4.4 Realized arbitrage returns in the portfolios
First, to understand the economic and statistical significance of realized risk arbitrage returns of LBOs to arbitrageurs, we calculated the returns on a simple trading strategy: buying a target firms’ stock 1 day after announcement day and holding it until completion or withdrawal of the deals. Realized arbitrage returns are spread returns (SR) for successful deals and total returns (R) for failed deals.

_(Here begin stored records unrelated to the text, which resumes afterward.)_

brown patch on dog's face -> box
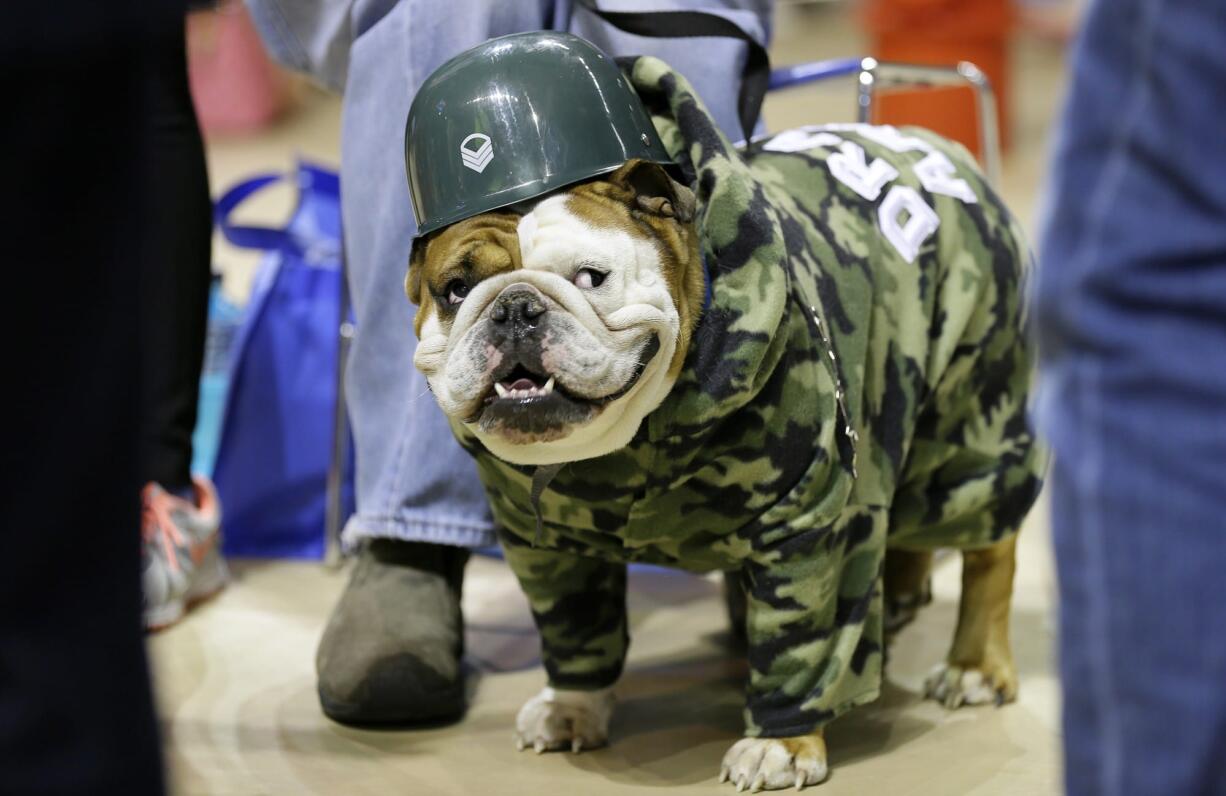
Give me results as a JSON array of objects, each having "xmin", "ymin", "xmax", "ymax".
[
  {"xmin": 568, "ymin": 161, "xmax": 705, "ymax": 378},
  {"xmin": 406, "ymin": 162, "xmax": 704, "ymax": 464},
  {"xmin": 405, "ymin": 211, "xmax": 524, "ymax": 337}
]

We computed annual returns based on the different weight of transaction value to calculated annualized value-weighted returns of LBO portfolios during the period of 1990-2006. Second, to compare LBO portfolio returns to market
15
portfolio returns, we calculated annualized value-weighted returns of market portfolios during the period of 1990-2006. We assumed we had same capital to invest in the market index (S&P 500 NYSE/AMEX/NASDAQ value-weighted market index) during the period of every compared acquisition. We adjusted equivalent period of every compared deal for the market index to obtain market returns.
Average value-weighted returns were 11.75% for LBOs and 5.61% for the market index at the end of the period. We found that LBO portfolios did not necessary overwhelm market returns before the bursting of Dot.com Bubble in 2000. However, LBO portfolios returns have risen since 2001, and beat the market portfolio performance by some degree (see Figure2). Table 7 also shows that total risk (volatility) were 18.53% and 6.48% for LBOs and the market index.